There have been various other methods to achieve instance separation. Instead of considering the contour, [31] proposed a deep learning approach to detect superior markers for watershed by regressing the nuclear distance map. Therefore, the network avoids making a prediction for areas with indistinct contours.

In line with these developments, the field of instance segmentation within natural images is also rapidly progressing and have had a significant influence on nuclear instance segmentation methods. A notable example is Mask-RCNN [32], where instance segmentation approach is achieved by first predicting candidate regions likely to contain an object and then deep learning based segmentation within those proposed regions.

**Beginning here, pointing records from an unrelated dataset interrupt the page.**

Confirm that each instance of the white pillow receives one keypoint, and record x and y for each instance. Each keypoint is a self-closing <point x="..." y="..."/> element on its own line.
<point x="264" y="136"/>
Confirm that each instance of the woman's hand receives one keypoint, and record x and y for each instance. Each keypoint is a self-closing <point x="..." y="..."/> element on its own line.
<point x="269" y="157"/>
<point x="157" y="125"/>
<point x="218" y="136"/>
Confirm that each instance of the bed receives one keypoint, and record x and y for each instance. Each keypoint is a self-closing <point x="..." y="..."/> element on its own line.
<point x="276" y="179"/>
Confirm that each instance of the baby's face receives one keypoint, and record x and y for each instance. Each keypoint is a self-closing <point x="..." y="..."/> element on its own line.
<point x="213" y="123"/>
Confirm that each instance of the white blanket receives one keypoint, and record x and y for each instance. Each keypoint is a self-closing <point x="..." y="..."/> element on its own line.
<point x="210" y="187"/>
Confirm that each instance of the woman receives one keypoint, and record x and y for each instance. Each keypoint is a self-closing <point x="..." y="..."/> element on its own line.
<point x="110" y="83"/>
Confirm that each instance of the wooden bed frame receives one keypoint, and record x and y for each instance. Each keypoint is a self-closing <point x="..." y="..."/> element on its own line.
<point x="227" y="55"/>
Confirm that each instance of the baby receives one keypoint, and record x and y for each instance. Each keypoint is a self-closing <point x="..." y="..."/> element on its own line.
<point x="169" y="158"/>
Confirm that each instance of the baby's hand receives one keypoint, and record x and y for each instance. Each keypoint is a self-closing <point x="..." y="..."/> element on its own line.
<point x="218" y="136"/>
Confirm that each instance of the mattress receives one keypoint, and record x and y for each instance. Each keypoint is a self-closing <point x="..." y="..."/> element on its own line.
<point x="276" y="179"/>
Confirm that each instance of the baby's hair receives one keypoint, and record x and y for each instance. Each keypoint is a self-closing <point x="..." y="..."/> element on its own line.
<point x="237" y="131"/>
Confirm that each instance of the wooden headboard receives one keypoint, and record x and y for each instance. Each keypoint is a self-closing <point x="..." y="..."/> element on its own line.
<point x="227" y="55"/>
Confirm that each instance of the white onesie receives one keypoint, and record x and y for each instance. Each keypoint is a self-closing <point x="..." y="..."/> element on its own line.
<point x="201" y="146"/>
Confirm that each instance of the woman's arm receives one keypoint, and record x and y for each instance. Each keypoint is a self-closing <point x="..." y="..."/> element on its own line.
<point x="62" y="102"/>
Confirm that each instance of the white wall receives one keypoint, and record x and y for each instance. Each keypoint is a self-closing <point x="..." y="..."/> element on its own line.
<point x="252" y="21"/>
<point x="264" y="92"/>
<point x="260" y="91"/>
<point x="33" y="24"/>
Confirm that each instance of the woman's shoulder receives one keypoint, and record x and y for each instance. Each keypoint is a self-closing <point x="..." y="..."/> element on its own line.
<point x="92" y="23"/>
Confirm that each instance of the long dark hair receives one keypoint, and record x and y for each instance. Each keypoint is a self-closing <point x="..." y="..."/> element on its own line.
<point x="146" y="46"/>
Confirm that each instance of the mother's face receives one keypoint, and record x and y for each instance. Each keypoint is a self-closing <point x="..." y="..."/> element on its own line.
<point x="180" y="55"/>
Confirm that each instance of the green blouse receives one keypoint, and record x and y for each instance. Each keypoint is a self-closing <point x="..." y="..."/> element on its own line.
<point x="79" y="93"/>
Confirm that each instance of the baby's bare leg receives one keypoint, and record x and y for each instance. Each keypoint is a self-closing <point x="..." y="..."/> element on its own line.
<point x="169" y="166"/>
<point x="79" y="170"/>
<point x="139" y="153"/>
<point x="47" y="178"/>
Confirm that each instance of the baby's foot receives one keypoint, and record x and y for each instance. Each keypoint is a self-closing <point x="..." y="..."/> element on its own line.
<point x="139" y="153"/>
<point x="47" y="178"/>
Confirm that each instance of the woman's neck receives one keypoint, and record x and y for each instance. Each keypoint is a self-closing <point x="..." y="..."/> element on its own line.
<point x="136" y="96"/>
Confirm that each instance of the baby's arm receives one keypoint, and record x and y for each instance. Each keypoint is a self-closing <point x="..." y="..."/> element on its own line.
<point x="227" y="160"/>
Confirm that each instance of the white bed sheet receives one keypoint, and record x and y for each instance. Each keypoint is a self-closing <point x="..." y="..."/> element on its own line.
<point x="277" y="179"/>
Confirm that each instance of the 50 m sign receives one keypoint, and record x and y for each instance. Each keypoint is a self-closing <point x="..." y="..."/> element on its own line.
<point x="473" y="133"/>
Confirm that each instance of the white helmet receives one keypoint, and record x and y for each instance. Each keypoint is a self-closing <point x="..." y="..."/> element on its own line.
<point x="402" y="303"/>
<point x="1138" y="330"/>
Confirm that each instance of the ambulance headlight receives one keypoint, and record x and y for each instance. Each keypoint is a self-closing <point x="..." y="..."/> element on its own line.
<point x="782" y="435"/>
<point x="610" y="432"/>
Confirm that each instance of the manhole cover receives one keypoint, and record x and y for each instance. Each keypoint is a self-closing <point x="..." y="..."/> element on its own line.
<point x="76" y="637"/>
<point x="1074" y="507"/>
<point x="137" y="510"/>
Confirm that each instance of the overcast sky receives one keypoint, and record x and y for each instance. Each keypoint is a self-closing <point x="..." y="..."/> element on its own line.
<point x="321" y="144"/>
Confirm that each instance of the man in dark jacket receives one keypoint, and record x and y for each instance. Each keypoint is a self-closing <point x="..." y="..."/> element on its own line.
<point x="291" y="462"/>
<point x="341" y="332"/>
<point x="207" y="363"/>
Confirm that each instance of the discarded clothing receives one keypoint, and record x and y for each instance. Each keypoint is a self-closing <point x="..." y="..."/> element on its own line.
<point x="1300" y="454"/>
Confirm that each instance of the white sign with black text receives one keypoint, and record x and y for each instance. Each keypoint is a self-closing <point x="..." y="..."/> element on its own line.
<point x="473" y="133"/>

Fig. 1: Overview of the proposed approach for simultaneous nuclear instance segmentation and classification. When no classification labels are available, the network produces the instance segmentation as shown in (a). The different colours of the nuclear boundaries represent different types of nuclei in (b).

Ii-B Nuclear Classification

As well as performing instance segmentation, it is desirable to determine the type of each nucleus to facilitate and improve downstream analysis. It is possible for current models to differentiate between certain nuclear types in H&E, however sub-typing of lymphocytes is an extremely hard task due to the high levels of similarity in morphological appearance between T and B lymphocytes. Typically, classifying each nucleus is done via a two-stage approach, where the first step involves either nuclear segmentation or nuclear detection. When segmentation is used as the initial step, a series of morphological and textural features are extracted from each instance, which are then used within a classifier to determine the nuclei classes. For example, [33] classified nuclei within H&E stained breast cancer images as either tumour, lymphocyte or stromal based on their morphological features. [34] performed nuclear segmentation and then classified each nucleus with AdaBoost classifier, utilising the intensity, morphology and texture of nuclei as features. Otherwise, detection is performed as an initial step and a patch centred at the point of detection is fed into a classifier, to predict the type of nucleus. [35] proposed a spatially constrained CNN, that initially detects all nuclei and then for each nucleus an ensemble of associated patches are fed into a CNN to predict the type to be either epithelial, inflammatory, fibroblast or miscellaneous.

Iii Methods

Our overall framework for automatic nuclear instance segmentation and classification can be observed in Fig. 1 and the proposed network in Fig. 2. Here, nuclear pixels are first detected and then, a tailored post-processing pipeline is used to simultaneously segment nuclear instances and obtain the corresponding nuclear types. The framework is based upon the horizontal and vertical distance maps, which can be seen in Fig. 3. In the figure, each nuclear pixel denotes either the horizontal or vertical distance of pixels to their centres of mass.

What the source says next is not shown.